CONLEY COMMENTARY (WSAU) – There is very little that is real or accurate about the hit movie-musical The Greatest Showman, about circus entrepreneur P.T. Barnum.
He was a short, squatty man who looked nothing like Hugh Jackman. In the movie, even the lions and elephants aren’t real. They’re computer generated. And Barnum was not a benevolent man.
Entertainment in the early 1900s was more macabre; Barnum was indeed exploiting people who were different and whose only line of work was displaying themselves as side-show freaks. Barnum’s wife Charity came to see him as an exploiter and wanted him to get out of show business.
There is an authentic moment in the film. Barnum’s American Museum has been destroyed by fire. He appears to be ruined financially. And his biggest public critic, a newspaperman James Gorden Bennett from the New York Evening Herald, wrote this: “I never liked his show. But the people certainly did. Putting people of all shapes, sizes, colors. Putting them on stage together and presenting them as equals; another critic might have even called it a celebration of humanity.”

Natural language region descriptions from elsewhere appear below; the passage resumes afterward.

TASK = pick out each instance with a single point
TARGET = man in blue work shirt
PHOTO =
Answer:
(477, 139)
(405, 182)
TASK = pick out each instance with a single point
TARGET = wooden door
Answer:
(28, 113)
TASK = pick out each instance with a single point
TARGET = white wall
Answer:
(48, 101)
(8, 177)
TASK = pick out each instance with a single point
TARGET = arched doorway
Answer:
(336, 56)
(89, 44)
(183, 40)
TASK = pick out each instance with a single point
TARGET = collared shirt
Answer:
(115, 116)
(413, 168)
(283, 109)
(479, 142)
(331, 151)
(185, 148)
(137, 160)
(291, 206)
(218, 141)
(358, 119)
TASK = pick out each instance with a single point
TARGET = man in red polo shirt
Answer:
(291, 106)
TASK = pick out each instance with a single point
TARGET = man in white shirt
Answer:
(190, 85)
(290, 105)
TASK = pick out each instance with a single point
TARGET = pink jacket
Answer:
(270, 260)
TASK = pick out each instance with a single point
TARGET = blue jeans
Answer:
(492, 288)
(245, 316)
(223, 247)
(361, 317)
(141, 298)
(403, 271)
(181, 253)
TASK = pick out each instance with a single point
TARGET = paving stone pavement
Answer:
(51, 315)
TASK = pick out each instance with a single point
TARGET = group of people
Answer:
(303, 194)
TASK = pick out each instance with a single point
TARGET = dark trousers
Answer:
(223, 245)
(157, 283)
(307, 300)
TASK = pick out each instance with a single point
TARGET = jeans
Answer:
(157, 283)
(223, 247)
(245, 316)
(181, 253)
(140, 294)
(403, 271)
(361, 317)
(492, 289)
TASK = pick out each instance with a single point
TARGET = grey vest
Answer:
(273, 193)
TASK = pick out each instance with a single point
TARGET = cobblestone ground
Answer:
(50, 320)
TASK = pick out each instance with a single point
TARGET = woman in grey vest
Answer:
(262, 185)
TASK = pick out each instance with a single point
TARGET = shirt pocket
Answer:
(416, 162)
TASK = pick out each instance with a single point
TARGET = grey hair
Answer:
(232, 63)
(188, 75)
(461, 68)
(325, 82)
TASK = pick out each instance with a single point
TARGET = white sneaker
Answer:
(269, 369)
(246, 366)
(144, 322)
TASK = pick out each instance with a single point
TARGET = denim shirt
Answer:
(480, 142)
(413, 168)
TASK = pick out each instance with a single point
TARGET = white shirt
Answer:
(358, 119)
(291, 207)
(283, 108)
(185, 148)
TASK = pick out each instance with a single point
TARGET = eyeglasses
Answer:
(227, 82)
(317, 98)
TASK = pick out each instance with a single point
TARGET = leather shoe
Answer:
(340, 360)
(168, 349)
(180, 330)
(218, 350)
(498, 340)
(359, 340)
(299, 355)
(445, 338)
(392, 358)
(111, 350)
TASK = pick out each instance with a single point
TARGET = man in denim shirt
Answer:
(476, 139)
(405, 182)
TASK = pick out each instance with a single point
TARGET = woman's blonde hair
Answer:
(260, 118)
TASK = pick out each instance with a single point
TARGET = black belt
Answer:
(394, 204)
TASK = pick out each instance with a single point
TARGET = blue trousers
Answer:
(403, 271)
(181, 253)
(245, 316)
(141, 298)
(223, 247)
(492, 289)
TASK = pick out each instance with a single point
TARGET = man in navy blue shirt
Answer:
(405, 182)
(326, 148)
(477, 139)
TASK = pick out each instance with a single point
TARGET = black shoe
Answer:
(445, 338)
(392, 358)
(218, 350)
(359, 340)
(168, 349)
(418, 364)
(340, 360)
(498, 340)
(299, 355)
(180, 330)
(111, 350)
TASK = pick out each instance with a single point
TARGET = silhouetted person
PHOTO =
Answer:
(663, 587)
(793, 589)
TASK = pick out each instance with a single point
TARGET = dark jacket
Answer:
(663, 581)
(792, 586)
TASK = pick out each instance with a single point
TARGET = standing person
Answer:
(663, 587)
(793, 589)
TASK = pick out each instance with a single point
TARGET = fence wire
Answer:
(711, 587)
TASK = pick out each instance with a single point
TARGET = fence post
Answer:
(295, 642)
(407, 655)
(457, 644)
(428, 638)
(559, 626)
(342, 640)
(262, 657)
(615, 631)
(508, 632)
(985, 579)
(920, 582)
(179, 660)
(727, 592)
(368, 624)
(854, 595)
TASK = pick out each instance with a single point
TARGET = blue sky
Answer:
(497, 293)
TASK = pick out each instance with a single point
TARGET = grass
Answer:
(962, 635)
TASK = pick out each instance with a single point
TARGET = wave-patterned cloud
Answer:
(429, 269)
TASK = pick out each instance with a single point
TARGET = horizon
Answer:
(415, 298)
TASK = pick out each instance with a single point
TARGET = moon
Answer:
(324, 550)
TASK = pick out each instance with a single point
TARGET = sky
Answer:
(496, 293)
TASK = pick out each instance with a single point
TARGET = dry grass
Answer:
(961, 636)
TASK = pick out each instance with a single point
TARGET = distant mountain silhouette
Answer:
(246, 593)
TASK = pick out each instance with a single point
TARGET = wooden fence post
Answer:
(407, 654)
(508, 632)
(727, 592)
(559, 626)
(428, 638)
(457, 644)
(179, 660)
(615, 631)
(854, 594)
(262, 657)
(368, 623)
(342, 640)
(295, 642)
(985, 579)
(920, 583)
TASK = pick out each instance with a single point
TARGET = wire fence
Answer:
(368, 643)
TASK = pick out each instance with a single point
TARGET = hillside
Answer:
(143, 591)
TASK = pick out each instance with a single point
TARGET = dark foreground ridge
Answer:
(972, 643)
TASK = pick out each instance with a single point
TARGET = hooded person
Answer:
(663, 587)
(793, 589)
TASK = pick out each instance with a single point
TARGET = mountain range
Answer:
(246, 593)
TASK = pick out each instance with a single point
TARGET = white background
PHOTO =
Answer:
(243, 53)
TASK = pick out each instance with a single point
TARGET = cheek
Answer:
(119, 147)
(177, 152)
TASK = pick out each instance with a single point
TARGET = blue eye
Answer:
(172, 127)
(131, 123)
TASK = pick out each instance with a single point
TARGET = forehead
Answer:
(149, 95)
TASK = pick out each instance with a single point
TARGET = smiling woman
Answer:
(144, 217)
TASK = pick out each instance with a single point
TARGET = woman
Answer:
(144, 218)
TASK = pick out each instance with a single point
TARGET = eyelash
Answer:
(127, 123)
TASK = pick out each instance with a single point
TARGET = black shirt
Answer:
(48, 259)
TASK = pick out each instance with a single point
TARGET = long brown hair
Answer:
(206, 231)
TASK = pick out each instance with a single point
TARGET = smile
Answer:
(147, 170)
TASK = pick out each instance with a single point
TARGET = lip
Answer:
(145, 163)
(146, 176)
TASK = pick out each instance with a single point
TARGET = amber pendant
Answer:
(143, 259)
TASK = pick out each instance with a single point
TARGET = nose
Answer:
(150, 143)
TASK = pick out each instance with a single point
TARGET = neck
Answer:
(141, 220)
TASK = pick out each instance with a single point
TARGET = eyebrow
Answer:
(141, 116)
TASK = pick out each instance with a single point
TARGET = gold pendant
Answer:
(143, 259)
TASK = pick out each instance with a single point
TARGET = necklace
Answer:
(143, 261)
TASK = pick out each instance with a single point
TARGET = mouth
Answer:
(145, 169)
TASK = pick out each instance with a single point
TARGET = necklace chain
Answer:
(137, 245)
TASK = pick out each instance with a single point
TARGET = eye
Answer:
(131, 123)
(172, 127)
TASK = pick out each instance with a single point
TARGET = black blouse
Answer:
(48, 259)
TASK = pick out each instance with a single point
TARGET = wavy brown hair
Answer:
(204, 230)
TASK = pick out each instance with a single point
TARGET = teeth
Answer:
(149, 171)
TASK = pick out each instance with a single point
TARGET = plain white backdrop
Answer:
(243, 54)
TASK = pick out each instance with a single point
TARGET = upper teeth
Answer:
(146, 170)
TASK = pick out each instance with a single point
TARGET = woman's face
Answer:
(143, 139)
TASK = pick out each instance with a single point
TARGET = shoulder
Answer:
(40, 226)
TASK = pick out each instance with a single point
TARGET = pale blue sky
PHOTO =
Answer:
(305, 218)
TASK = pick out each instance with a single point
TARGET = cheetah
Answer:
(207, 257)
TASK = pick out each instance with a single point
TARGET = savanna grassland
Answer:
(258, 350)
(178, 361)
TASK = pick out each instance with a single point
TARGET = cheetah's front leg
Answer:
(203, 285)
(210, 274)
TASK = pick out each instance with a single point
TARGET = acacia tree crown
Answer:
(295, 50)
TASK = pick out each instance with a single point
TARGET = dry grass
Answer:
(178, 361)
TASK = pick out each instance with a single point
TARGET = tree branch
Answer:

I’ve always thought that says something about God. There are 8 billion people on earth, all of them created by God, no two are exactly alike. Now most of us are not so different that P.T. Barnum would exhibit us. But as you go out today and interact with others, remember you are unique – different from everyone you will ever meet. If you think God brings order to the universe, yes and no. God is the creator, a word that derives from creativity. Look around you today. Everything you see is a celebration of God’s boundless creativity. Even you and me.